On the football field this Saturday, it will be Red versus Blue, the Cardinals battling the Wildcats, the Ville going against Big Blue Nation. The rivalry between the University of Louisville and the University of Kentucky has been called one of the most heated in collegiate sports in the nation.
But beyond the gridiron, there are numerous examples of the University of Louisville working with the University of Kentucky in research that holds promise to improve life not only for Kentuckians but for people throughout the United States and around the world.
Currently, there are 20 projects funded at a total of almost $11 million in this year alone that involve collaboration between the two universities. Agencies funding these projects include the National Institutes of Health, National Science Foundation, NASA, the Centers for Disease Control and Prevention, the Department of Transportation, the United States Geological Survey, several state agencies and more.
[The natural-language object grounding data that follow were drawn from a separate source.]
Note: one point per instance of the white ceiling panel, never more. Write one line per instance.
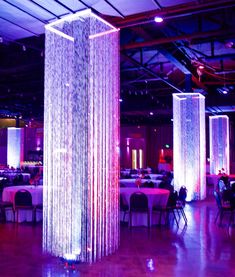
(52, 6)
(168, 3)
(33, 9)
(12, 32)
(75, 5)
(104, 8)
(132, 7)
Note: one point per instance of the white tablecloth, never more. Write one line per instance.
(155, 197)
(8, 194)
(131, 183)
(12, 175)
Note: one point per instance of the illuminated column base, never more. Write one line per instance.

Researchers in medicine, engineering, psychology, physics, education and the geosciences are working together to advance the body of knowledge in their fields and subfields.
“On the playing field, we are fierce competitors, but in the laboratory, we work together to bring new solutions to questions that plague our state, nation and world,” said UofL Acting President Neville Pinto, PhD. “As researchers and academicians, we put athletic rivalry aside and collaborate in research and development across a wide spectrum.”
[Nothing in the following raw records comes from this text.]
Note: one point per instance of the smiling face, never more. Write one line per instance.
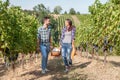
(67, 23)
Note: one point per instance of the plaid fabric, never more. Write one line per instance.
(43, 34)
(63, 34)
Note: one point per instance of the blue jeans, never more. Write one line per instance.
(66, 53)
(45, 48)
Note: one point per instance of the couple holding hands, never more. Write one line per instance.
(66, 42)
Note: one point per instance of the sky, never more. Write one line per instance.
(78, 5)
The scope of collaboration being carried out covers a wide range of fields, from providing primary health care services and training future physicians through Area Health Education Centers across the Commonwealth to development of a paradigm-shifting therapy for humans exposed to radiation.
Other joint research is examining ways to power the Kentucky bioeconomy for a sustainable future; studying systems biochemistry with the goal of achieving a mechanistic understanding of non-small cell lung cancer; developing better ways to predict deterioration of asphalt and asphalt-overlaid concrete pavement roadways throughout the state; modeling urban watershed runoff in storm events; and more.
One example of UofL-UK collaboration is the Kentucky Multi-scale Manufacture and Nano Integration Node (KY MMNIN), one of just 16 academic sites across the United States that make up the prestigious National Nanotechnology Coordinate Infrastructure network funded by the National Science Foundation. This 10-year project funded at a total of $7 million leverages more than 25 years of expertise in the fields of micro- and nano-fabrication and three-dimensional additive manufacture, otherwise known as “3-D printing.”
The project’s principal investigator is Kevin Walsh, PhD, UofL Samuel T. Fife Endowed Professor, Electrical and Computer Engineering, and Associate Dean for Research in the J.B. Speed School of Engineering. Walsh also is a Fellow of the National Academy of Inventors.
The goal of the MMNIN project is to bring 3-D additive manufacturing and micro/nanotechnology to the invention and creative marketplace.
“The next generation of revolutionary products and solutions will require the combination and effective integration of a diverse set of 3-D manufacturing processes spanning various lengthscales ranging from nanotechnology to 3-D printing,” Walsh said. “Users want easy access to these resources and expertise to rapidly and efficiently fabricate their creative ideas.”
With both standard fabrication and 3-D additive processes, the KY MMNIN initiative provides users with unconventional and nationally unique tools to realize their inventions, Walsh said.
One such user is Angelique Johnson, PhD, a part-time lecturer in the Speed School and President/CEO of MEMStim LLC. Johnson’s company is developing ways to improve and lower the cost of cochlear implants for people who are deaf.
Johnson’s Louisville-based start-up uses advanced manufacturing to fabricate cochlear implants in the Cardinal cleanroom, a controlled manufacturing facility that is one of the eight facilities of the KY MMNIN.
The complex circuitry in cochlear implants currently must be manufactured by hand, leading to higher costs. Johnson believes that if she can improve the manufacturing process, she could then lower the cost of cochlear implants and allow more people in need of implants to afford them.
Johnson is using a machine-driven process to reduce the need for costly handmade manufacturing of implant circuitry. Using the diverse toolset of the KY MMNIN cleanroom, Johnson can design different features on the electrode arrays needed for cochlear implants. Her process has never been done before in the manufacture of these types of devices. Her circuitry for cochlear implants is still in the testing phase with the goal of one day achieving FDA approval for use in humans.
“Being able to improve the technology is my motivation to improve the quality of life for patients,” she said.
Currently, more than 40 percent of published studies in leading journals are collaborative in nature. Research funding favors collaboration as well; both government agencies and private foundations have increasingly structured requests for proposals to favor collaboration.